Eric Mader, Pollinator Outreach Coordinator, the Xerces Society for Invertebrate Conservation
North America has around 4,000 native bee species. And while bees are arguably the most important group of animal pollinators, they are not the only ones. Countless wasps, butterflies, moths, flies, beetles, hummingbirds, and even bats contribute to the pollination of various plants. Around the world, even more unusual examples of animal pollinators exist, including mosquitoes, slugs, rainforest lizards, an Australian possum, and even lemurs on the island of Madagascar.
In addition to pollinating flowers, these creatures play a critical role in the larger ecosystem. Wasps and syrphid fly larvae for example prey upon plant pests like aphids and locusts (Figure 10.2). Pollinator insects like bees are food for larger animals such as birds and amphibians. The seeds and fruit pollinated by insects feed countless larger animals like rodents and bears. And some plants are dependent on specific pollinators for reproduction—such as bottle gentian (Gentiana andrewsii) by bumble bees and cardinal flower (Lobelia cardinalis) by hummingbirds.
Protecting these wild pollinators is expensive, but not protecting them costs much more. Many of our own food, fiber, and medicinal plants are entirely dependent on insects for pollination.
Against the backdrop of our rising dependence on insect pollination is a critical decline in the numbers and diversity of wild pollinators. Habitat loss and fragmentation has pushed our native pollinators to the margins of human civilization. Vast areas of wild lupine, once common in the Great Lakes region, have been lost to urbanization. The Karner Blue butterfly (Figure 10.3) has nearly been lost because it depends on lupine during its caterpillar stage. Various other butterflies, once common to North America, are already extinct.
Similarly natural habitats that remain are often degraded. Invasive plant species displace entire ecosystems. Invasive insects attack or displace native ones. And exotic diseases can cause total extinction.

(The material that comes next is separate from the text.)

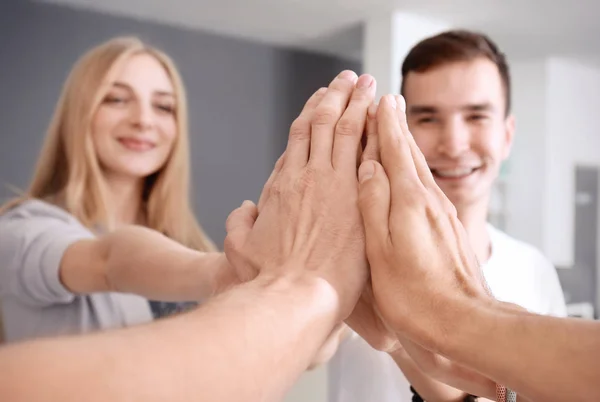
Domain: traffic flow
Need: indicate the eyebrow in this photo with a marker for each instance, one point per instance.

In the 1990s European insectaries began rearing American bumble bees for shipment to greenhouse growers in California. Some of these captive bees escaped the California greenhouses. Along with them, it appears that a European strain of Nosema bombi, a microsporidian disease endemic to European bumble bees, also escaped. Franklin’s bumble bee, once native to the mountains of southern Oregon and northern California, is now believed to be extinct after wild colonies came into contact with the disease. Other once-common bumble bee species including the western (Bombus occidentalis), rusty patch (Bombus affinis), and yellow-banded bumble bees (Bombus terricola) are mysteriously disappearing from large areas of their historic ranges.
In addition to habitat loss and exotic diseases, a century of pesticide use has also taken its toll. Agricultural chemicals are currently labeled for risk to honey bees—a nonnative species. Native bees however receive no similar protection, and because most of our wild pollinators lead solitary lives, their cumulative individual losses to pesticide use go unnoticed (Figure 10.4).
While pollinator numbers are in serious decline, the acreage of crops requiring pollination is at an all-time high. The result is that there no longer are enough managed pollinators to go around. Nowhere is this more clear than in the California almond groves. California has more than 1,000 species of native bees, and yet because native bee populations are not large enough to pollinate their trees, almond producers now import honey bees from as far away as Florida and Australia to pollinate the early spring flowers.
The threat of new problems has resulted in tougher standards for the movement of honey bees across state and national borders. Managed hives are increasingly expensive, and some growers now have difficulty obtaining them at any price. Since 1950, the number of managed honey bee hives in the US has declined by 50 percent. As fuel costs continue to rise, pollination beekeepers “following the bloom” from state to state may some day cease.
It’s a sad irony that as the world’s pollinators decline, our knowledge of them and their incredible value continues to grow. A recent study in California for example concluded that wild bees increase the pollination efficiency of honey bees by up to five times. In the multi-year study of hybrid sunflower production, researchers found that the presence of wild bees causes honey bees to alter their foraging habitats. By interacting with wild bees, honey bees become more skittish causing them to move frequently and visit more flowers.
In many instances wild bees are even better pollinators than the honey bee. There is, for instance, a clear correlation between cranberry yield and native bee abundance. Cranberry flowers release their pollen through small pores on the anthers. A bee can only release this pollen by shaking the anther, similar to shaking salt from a saltshaker. The ability of bumble bees to “buzz pollinate” a flower by vibrating their flight muscles results in more pollen transfer than by honey bees, which are incapable of buzz pollination.
In a study of Massachusetts cranberry fields almost 80 native bee species were found to be associated with cranberry pollination; however, little has been done to encourage these bees or increase their numbers. As the cost of managed honey bees and bumble bees continues to rise, economic and ecological reality can no longer be avoided. If human agriculture is to continue, pollinator conservation must be a priority.